Minggu, 26 Februari 2012

Melupakan yang Terdekat


Yang terdekat dengan kehidupan kita adalah anak dan keluarga kita. Dan kita sering melupakannya…
Cerita tentang “Guru Kehidupan” adalah juga termasuk cerita tentang orang yang akan diceritakan berikut ini. Yakni cerita tentang keberhasilan seseorang ‘menyelamatkan’ dirinya tetapi gagal dalam menjaga keselamatan keluarganya.
Saudara, banyak orang tua yang kelihatannya ‘selamat’. Maksudnya, dari sisi akhirat; shalatnya tepat waktu, mengutamakan berjama’ah, puasanya rajin, ibadah haji sudah, sering memberi nasihat kepada orang lain, dan sebagainya. Semuanya seakan terlihat sempurna, baik, kecuali satu hal, bahwa banyak di antara mereka yang lupa membimbing anaknya, membimbing keluarganya, kecuali bimbingan ala kadarnya. Sehingga yang terjadi adalah para orang tua baik di rumah dan di masyarakat, sementara anak mereka, keluarga mereka, berantakan.
Alkisah, Haji Dulgani termasuk salah satu tokoh di Kampung Tongkang, Tangerang, yang secara terang-terangan menyatakan ketidaksukaannya bila ada pemuda dan pemudi Kampung Ketapang yang “berdua-duaan”. Dia dengan getolnya menyuarakan pentingnya pemuda dan pemudi menjaga kemaluan dan kehormatannya. Ia tidak segan-segan mempermalukan suatu keluarga yang kedapatan anaknya hamil, atau menghamili. Alasannya, untuk pelajaran bagi keluarga lain yang belum tercemar.
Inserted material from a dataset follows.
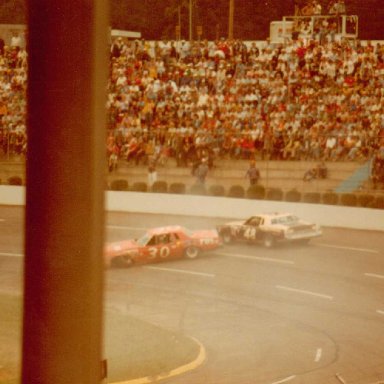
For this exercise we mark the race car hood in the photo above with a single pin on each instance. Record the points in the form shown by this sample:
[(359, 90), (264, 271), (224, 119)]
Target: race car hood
[(206, 233), (120, 246), (234, 223)]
Haji Dulgani juga adalah salah satu Imam Rawatib di salah satu Mushalla di kampung tersebut. Setiap ada kenduri, tahlil, beliau adalah salah satu pembaca rawi (bacaan tradisional berbahasa Arab/Melayu yang biasa dibaca pas tahlil).
Suatu hari, bagai petir di siang hari bolong tanpa hujan, ia mendengar anaknya hamil! Betapa malu
nya ia. Selama ini hal itu yang ia suarakan di sana dan di sini. Sekarang, anaknya sendiri yang hamil. Haji Dulgani resah dan malu bukan main. Ia minta ampun telah sibuk dengan orang lain dan lupa dengan keluarganya sendiri. Ia juga minta ampun telah mementingkan dirinya sendiri. Bahkan dalam gerakan ibadahnya ia ragu, apakah selama ini ia lakukan untuk Rabb-nya atau untuk dirinya. Dalam artian ibadahnya ikhlas atau tidak. Jangan-jangan supaya dilihat oleh orang kampung…
***
Saudara, menyesal tidak menyesal, malu tidak malu, musibah sudah terjadi. Anaknya Haji Dulgani sudah terlanjur hamil. Yang belum terlambat adalah kita. Sekali lagi, yang belum terlambat adalah kita, para pembaca. Jangan sampai kita terlambat menyadari seperti terlambatnya Haji Dulgani. Dan sadari satu hal, bahwa orang-orang terdekat — anak, istri dan keluarga — pun butuh keselamatan…
Saatnya memperkenalkan Allah kepada seluruh bagian kehidupan kita.